Simple
Most programming languages will have the concept of an array/list and a map/dict/object. Most also have a native set perhaps built from the map structure. It is often from these three that more advanced data types can be built.
Advanced
Heap / Priority Queue
https://en.wikipedia.org/wiki/Heap_(data_structure)
Graphs
Graphs have vertices/nodes and edges/lines which are often "weighted". One would associate an edge with two vertices to connect them. You can also track the to-from directionality resulting in directed graphs.
Graphs are open ended but can be constrained for various reasons. You can prevent loops/cycles, for example, and when combined with directionality, create a popular advanced data type, a directed acyclic graph.
Queues
Simple queues are essentially lists with additional semantics. For example, a FIFO (first-in-first-out) queue could be implemented as pushing and popping from the head of a list.
Queue semantics can also be more complicated.
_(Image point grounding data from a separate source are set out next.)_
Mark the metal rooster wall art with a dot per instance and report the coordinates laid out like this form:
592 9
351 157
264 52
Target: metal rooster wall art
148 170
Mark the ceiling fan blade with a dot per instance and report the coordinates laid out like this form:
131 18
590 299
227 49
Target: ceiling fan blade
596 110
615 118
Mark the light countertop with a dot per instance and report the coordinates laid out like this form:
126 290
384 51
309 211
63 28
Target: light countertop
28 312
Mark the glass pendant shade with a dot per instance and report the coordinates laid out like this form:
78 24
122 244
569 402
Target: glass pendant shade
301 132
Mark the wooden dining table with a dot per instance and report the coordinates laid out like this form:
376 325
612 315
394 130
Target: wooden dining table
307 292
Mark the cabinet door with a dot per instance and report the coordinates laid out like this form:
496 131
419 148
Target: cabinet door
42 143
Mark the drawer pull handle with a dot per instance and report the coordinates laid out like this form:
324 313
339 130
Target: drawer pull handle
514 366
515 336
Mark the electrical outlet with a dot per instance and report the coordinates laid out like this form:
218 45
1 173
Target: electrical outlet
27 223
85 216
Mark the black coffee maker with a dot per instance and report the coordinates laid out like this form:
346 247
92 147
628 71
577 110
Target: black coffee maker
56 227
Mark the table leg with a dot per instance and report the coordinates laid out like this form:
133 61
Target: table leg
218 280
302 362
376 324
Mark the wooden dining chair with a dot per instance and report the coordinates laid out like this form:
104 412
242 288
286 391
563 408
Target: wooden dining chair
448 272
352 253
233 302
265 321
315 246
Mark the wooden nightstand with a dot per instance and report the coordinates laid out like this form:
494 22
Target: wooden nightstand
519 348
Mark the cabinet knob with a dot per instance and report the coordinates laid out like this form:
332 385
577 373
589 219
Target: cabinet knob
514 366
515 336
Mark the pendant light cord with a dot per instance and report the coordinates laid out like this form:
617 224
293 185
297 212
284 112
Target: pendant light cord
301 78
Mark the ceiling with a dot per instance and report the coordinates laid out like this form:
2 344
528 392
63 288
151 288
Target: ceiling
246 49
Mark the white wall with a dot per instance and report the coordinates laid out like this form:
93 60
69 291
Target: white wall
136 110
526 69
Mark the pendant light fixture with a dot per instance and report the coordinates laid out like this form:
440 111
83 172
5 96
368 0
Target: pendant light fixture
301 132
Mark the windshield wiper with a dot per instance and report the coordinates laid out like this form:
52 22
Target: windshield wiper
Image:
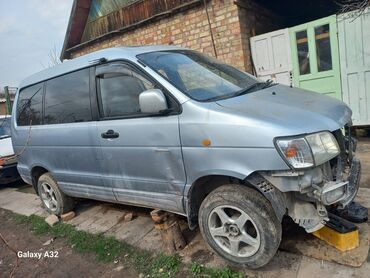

For example a priority-queue would allow you to put items in the queue along with a rank or sort function, which would allow the pop-semantics to prioritize automatically which item should next come off the queue.
Probabilistic Data Structures
These data types make trade offs in accuracy in favor of performance. For example a Bloom Filter is a data type that tells you something like set-membership, but trades the accuracy of true/false for the probabilistic answers of false/probably-true. This is convenient for extremely large sets, where a normal set data type would exceed the memory capacity of a system.